Moving into the CDR, summer forecasts follow a trend of small linear increases in demand over the study period. This is somewhat odd given the jump in forecast peak load this year. Ignoring all other load growth, ERCOT is predicting massive growth in demand by data-intensive facilities (bitcoin mining and other data centers) as part of its Large Flexible Load Task Force. Projections published as part of its April 26th, 2022 meeting indicate load growth in this sector exceeding 17 GW to be in process by the end of 2026. It is unclear how or if this load growth (or any other) is considered in the above scenario planning.
While there has yet to be a heat event similar in magnitude to Uri, elevated temperatures in the first two weeks of May have already led to conservation calls in early 2022. Additionally, six thermal generators totaling ~2.9 GW of capacity went offline as the weather entered its hottest phase last Friday, ending Monday, May 16th. One bright note despite the thermal outages is that wind and solar resources performed well. These resources are complementary as solar tends to ramp up as wind ramps down, and their consistency contributed to lower-than-forecast real-time prices on several occasions during this recent heat wave.

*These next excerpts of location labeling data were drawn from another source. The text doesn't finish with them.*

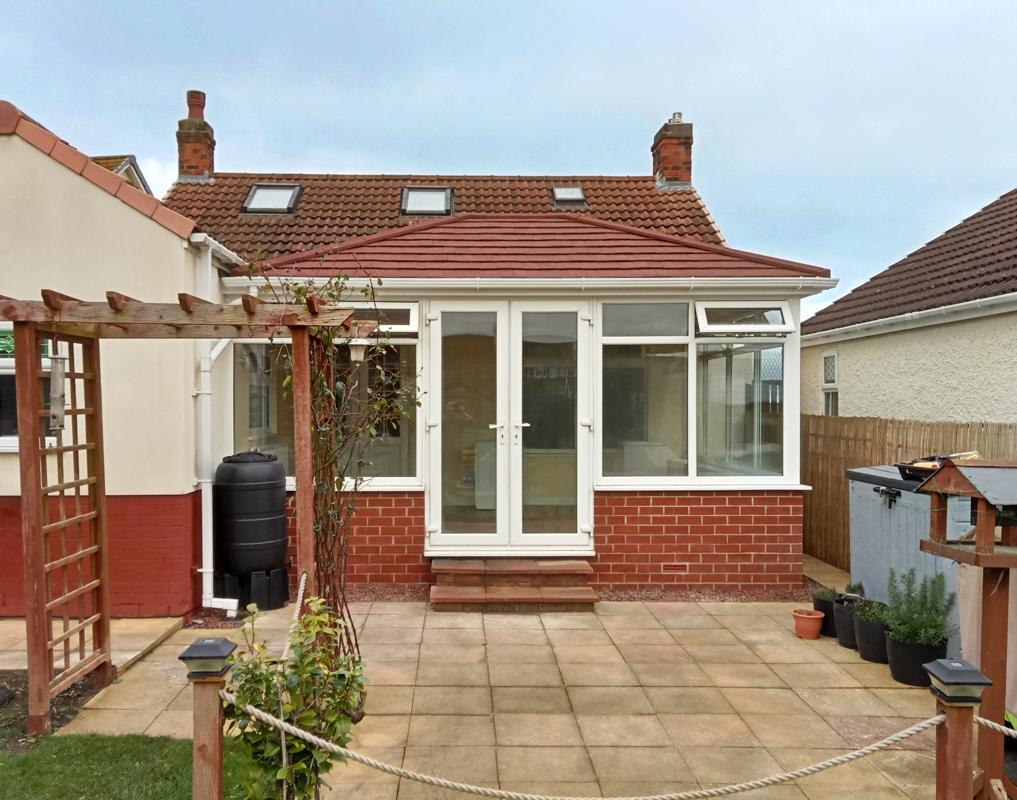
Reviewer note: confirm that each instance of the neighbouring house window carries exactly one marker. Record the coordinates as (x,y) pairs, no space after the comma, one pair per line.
(433,200)
(645,385)
(272,198)
(740,409)
(263,408)
(831,384)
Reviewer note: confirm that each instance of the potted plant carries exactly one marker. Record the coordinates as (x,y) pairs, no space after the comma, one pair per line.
(808,622)
(843,614)
(917,620)
(823,598)
(871,630)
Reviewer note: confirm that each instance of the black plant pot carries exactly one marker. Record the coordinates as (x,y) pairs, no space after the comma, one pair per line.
(871,636)
(829,626)
(844,614)
(906,660)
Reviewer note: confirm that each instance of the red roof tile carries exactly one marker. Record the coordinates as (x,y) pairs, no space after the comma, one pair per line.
(15,122)
(536,245)
(336,207)
(973,260)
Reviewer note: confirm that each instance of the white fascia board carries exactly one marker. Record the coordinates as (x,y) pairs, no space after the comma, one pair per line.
(972,309)
(221,252)
(761,287)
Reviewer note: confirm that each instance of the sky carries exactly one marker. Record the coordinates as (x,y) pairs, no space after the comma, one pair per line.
(844,134)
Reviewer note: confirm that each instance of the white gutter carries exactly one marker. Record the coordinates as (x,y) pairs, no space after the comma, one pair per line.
(957,312)
(784,287)
(205,354)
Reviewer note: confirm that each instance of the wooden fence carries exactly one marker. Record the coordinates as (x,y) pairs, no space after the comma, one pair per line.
(832,444)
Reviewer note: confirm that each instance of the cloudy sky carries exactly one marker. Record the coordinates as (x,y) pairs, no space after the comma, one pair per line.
(839,133)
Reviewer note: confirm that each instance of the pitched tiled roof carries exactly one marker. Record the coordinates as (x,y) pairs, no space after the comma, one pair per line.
(14,123)
(973,260)
(336,207)
(539,245)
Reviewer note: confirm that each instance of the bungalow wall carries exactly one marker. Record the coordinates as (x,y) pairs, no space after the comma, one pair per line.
(954,372)
(59,231)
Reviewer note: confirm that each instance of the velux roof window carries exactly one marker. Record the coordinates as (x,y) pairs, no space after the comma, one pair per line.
(272,198)
(569,195)
(426,200)
(743,316)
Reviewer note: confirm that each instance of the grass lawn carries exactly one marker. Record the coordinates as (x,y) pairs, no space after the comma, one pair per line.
(112,767)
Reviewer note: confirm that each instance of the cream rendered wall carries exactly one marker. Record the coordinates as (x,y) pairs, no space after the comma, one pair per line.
(58,231)
(955,372)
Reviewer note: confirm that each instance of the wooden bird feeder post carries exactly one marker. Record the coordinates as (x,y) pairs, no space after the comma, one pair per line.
(992,487)
(60,437)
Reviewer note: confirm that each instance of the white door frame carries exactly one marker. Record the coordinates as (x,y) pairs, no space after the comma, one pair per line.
(509,539)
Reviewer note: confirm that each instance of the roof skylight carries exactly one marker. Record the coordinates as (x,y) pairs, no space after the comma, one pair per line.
(569,194)
(272,198)
(426,199)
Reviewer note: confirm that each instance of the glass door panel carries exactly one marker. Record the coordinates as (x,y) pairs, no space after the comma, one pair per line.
(470,428)
(548,422)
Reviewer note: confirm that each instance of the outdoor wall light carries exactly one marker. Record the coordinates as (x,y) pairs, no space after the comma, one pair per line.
(58,368)
(207,658)
(358,349)
(957,682)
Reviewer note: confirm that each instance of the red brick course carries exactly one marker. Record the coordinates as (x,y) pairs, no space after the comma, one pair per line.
(698,540)
(701,540)
(155,549)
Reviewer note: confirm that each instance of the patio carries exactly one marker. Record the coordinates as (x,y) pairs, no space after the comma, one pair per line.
(636,698)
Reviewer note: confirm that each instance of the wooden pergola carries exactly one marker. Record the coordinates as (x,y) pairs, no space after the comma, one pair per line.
(60,436)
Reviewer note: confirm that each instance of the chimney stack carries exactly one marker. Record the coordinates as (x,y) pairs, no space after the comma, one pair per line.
(195,142)
(672,151)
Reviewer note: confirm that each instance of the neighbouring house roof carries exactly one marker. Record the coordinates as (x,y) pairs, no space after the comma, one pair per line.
(973,260)
(333,208)
(15,123)
(537,245)
(126,167)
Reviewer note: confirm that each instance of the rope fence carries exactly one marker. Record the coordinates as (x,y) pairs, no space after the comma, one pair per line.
(503,794)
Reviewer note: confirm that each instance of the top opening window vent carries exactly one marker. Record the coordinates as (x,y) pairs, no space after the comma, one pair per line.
(272,198)
(426,200)
(569,195)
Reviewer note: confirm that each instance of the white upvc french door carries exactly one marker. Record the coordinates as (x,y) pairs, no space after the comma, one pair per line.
(510,428)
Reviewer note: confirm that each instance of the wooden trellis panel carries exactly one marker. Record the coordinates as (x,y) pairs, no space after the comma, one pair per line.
(63,495)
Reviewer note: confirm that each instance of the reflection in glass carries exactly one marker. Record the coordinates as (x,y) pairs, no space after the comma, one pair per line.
(646,412)
(469,406)
(549,458)
(740,409)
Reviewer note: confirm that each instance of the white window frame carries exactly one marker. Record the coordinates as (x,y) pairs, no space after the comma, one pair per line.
(789,479)
(10,443)
(787,326)
(403,483)
(290,207)
(826,387)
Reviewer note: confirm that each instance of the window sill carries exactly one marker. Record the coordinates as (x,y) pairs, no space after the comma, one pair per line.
(383,485)
(704,486)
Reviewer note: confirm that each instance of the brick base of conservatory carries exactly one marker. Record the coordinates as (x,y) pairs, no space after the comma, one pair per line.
(644,540)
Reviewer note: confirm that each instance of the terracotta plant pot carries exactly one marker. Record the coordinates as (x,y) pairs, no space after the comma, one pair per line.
(808,622)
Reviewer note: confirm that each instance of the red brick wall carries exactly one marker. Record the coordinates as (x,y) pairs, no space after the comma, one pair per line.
(155,548)
(698,540)
(387,541)
(704,540)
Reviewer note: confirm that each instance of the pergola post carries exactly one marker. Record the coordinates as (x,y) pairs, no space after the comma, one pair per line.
(34,554)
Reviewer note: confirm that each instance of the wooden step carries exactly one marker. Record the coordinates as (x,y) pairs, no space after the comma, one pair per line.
(512,585)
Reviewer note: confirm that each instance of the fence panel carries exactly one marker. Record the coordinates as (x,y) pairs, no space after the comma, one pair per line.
(832,444)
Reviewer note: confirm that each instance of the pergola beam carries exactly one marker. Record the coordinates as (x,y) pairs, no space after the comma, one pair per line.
(253,316)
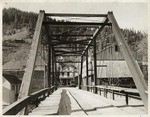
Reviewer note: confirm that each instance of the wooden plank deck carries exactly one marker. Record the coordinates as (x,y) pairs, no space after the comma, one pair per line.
(85,103)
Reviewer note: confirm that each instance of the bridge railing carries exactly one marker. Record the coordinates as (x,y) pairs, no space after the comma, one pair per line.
(33,98)
(113,91)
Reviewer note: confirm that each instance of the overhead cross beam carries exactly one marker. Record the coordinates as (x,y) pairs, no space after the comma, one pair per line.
(95,35)
(71,35)
(75,23)
(75,15)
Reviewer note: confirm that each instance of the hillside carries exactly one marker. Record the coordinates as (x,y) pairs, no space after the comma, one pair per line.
(17,39)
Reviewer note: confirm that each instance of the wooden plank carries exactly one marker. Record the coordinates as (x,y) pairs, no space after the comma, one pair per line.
(136,72)
(17,106)
(26,81)
(49,106)
(75,15)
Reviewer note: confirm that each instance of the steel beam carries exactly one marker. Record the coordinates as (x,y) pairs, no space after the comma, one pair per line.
(68,55)
(80,77)
(28,75)
(53,76)
(95,65)
(133,66)
(95,35)
(68,47)
(71,35)
(87,72)
(68,61)
(27,78)
(75,23)
(75,15)
(49,65)
(74,26)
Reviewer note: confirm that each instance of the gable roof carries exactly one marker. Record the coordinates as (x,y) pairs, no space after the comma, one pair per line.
(12,79)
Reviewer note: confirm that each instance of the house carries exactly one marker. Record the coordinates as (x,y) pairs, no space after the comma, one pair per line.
(110,64)
(11,85)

What about other resources?
Above, I briefly mentioned emergency resources. In total, ERCOT anticipates nearly 2.9 GW of emergency resources to be available, although these are not all equivalent resources. Slightly less than one third of this total is the Emergency Response Service (ERS), a demand response program in which Leap participates. Due to a cap on funding, ERS remains within a range of 900 MW to 1 GW in ERCOT’s forecasts for future years.
Let’s compare this to a similar program in another market region. In NYISO, the ICAP SCR program is a similar emergency demand response program, which has seen participation around 1.2 GW over the past several years. NYISO’s peak load forecast for summer 2022 is 31,767 MW, not quite 41% of ERCOT’s forecast peak demand. If the NYISO’s program were to be sized similarly to ERCOT’s, it would only enroll 407 MW - instead, it enrolls roughly triple that capacity.

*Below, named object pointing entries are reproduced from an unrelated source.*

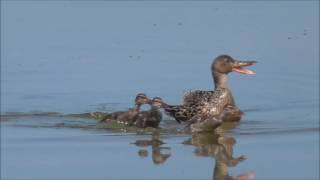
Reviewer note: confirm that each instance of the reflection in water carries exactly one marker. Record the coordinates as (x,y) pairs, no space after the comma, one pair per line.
(220,147)
(159,153)
(215,145)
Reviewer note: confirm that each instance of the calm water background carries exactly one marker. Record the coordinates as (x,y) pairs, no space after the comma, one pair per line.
(83,56)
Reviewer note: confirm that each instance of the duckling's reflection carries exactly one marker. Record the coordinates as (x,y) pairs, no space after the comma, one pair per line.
(220,147)
(159,153)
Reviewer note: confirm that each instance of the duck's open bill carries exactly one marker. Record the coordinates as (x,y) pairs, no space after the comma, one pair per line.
(238,67)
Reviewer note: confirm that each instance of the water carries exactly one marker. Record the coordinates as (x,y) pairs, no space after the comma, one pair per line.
(77,57)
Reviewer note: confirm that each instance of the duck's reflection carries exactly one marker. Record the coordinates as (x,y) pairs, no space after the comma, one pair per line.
(220,147)
(160,153)
(216,145)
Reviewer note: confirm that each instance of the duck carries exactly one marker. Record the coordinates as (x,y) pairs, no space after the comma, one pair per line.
(128,117)
(152,117)
(206,110)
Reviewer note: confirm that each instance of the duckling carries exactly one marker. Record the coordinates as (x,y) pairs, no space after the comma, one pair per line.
(204,110)
(152,117)
(130,116)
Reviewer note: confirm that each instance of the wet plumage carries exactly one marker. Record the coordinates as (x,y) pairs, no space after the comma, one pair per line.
(152,117)
(205,110)
(128,117)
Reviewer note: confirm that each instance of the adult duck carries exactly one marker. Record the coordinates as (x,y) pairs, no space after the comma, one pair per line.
(205,110)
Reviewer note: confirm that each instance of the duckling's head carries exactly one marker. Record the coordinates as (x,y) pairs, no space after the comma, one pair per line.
(142,99)
(225,64)
(157,102)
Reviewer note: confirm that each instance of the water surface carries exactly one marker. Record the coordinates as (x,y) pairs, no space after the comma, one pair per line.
(60,58)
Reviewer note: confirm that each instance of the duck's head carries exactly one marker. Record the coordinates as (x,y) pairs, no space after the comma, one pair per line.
(225,64)
(142,99)
(157,102)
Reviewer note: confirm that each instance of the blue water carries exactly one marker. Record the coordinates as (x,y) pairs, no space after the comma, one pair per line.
(83,56)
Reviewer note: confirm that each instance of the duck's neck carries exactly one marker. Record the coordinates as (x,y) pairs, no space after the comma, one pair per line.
(220,80)
(137,107)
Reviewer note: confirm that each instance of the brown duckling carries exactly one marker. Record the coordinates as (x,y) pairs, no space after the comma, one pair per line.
(130,116)
(152,117)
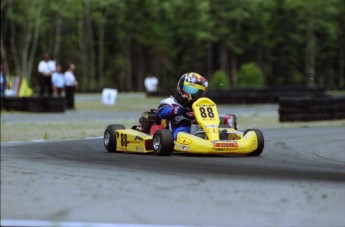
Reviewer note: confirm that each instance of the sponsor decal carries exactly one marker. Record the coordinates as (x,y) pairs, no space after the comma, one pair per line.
(139,138)
(230,144)
(183,147)
(184,141)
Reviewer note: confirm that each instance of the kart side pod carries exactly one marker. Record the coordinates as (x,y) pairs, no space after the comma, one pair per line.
(251,143)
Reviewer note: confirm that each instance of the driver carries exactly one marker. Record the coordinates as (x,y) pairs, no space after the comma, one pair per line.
(177,108)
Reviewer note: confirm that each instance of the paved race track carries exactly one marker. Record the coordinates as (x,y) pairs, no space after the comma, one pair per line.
(298,180)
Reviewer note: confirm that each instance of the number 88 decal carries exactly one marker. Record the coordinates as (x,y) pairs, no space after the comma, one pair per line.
(206,112)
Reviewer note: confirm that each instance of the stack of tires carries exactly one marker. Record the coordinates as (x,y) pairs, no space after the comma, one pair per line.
(311,108)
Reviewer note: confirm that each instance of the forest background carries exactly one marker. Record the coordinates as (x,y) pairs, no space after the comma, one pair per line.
(116,43)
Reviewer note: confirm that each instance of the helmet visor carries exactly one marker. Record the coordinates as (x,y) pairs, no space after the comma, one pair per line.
(194,90)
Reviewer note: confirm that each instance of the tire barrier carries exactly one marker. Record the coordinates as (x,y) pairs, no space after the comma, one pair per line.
(311,108)
(255,96)
(34,104)
(250,96)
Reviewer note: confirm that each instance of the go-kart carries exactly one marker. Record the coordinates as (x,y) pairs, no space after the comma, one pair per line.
(210,134)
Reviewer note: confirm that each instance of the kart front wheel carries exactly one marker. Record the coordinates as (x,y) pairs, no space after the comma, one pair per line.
(260,139)
(163,142)
(109,139)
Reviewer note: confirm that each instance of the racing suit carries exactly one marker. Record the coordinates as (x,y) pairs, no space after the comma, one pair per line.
(172,110)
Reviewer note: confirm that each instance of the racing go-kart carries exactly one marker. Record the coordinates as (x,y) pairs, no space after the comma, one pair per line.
(210,134)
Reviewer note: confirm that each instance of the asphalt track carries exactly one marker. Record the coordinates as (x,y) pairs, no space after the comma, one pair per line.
(299,180)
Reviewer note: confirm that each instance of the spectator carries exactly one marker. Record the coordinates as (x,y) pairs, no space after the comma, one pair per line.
(2,83)
(70,85)
(151,83)
(46,67)
(58,80)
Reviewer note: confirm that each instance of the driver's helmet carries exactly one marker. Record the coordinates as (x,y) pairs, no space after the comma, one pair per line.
(192,86)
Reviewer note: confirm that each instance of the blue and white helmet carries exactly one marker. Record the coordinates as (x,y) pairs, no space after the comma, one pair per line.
(192,86)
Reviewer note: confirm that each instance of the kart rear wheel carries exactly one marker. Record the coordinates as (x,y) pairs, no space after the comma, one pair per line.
(260,139)
(163,142)
(109,139)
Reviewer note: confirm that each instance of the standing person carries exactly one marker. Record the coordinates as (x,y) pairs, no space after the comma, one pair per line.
(58,80)
(2,83)
(46,67)
(70,85)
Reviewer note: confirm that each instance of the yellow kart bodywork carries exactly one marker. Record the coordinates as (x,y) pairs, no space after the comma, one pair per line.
(206,115)
(241,145)
(130,140)
(251,142)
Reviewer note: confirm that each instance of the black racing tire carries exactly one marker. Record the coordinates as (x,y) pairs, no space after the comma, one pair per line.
(163,142)
(109,138)
(261,142)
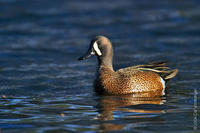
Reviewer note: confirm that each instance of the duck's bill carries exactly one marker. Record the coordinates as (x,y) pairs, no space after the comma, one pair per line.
(87,55)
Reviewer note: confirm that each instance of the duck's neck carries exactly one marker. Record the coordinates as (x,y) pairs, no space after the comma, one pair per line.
(106,60)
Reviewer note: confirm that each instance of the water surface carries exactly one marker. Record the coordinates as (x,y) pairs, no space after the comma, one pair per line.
(44,88)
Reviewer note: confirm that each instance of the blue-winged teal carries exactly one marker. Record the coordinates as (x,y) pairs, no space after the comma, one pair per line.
(149,78)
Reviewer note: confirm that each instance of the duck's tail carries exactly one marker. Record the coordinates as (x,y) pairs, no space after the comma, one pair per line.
(160,68)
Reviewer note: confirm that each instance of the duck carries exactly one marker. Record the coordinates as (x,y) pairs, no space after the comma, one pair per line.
(146,80)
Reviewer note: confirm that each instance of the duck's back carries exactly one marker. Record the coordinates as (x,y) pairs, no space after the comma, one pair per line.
(137,81)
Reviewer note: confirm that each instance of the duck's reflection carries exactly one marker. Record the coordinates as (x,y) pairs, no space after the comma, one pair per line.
(136,104)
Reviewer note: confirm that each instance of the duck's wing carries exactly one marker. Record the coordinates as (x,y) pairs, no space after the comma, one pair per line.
(157,67)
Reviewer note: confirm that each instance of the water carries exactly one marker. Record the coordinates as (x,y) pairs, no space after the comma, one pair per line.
(44,88)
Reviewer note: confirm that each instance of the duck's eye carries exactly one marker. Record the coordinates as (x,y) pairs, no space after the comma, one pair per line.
(96,48)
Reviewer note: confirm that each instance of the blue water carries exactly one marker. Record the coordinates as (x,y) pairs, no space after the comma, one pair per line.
(43,88)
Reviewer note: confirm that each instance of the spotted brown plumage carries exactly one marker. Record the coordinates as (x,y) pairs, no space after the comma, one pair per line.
(148,78)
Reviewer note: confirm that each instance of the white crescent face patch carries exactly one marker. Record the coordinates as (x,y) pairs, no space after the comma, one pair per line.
(96,48)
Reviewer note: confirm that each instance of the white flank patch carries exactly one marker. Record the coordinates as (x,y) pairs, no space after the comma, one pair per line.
(163,83)
(96,48)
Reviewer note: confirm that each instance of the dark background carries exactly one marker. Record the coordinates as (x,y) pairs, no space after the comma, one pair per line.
(44,88)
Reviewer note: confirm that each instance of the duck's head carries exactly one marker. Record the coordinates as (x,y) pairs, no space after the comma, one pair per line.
(101,47)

Batteries didn’t come up at all, due to their 0% rating in ERCOT’s estimation of available capacity. It would be useful to consider their contribution (positive or negative) in the context of one-off deficiency events as modeled in at least two of the seven scenarios.
Distributed resources need substantial attention in ERCOT, and it does appear that this is beginning to take shape. The recent set of questions promulgated by the PUCT in docket 51603 are a strong signal that many options are both on the table and being seriously considered to ensure cost-effective resource adequacy in ERCOT.
We agree that under normal system conditions and in most of the reserve risk scenarios that ERCOT examined, there will be sufficient installed reserve capacity to meet peak demand. However, having sufficient installed generating capacity is not necessarily the same as having sufficient online generating capacity to serve peak demands. Given what we’ve already seen this year, we’re skeptical that system conditions will be normal – or even that historical normal is still a good representation of the current normal. We’re also not convinced that the reserve scenarios that ERCOT examined represent a sufficient set of not-particularly-unlikely scenarios for higher than normal thermal generation outages.
We’re not predicting that the lights will definitely go out on the Lone Star State this summer, but we are predicting that even if they don’t, we’ll see a lot of market volatility and hear a lot of praying for stronger-than-forecast wind when margins are uncomfortably thin.
Next-generation grid flexibility in Texas
At Leap we are excited to work with ERCOT, the PUCT and other stakeholders to ensure that Texans have a resilient, cost-effective and equitable grid. We believe in a future of flexibility powered by connected devices and resources at all scales, requiring substantial insight into both the transmission and distribution system. In addition to participating in ERS, Leap has developed novel grid services programs within our partner-centric framework to defray costs and provide additional support to the grid in high-priced periods. This summer, Leap is launching new programs to provide real-time support to the grid and expand revenue opportunities for our partners.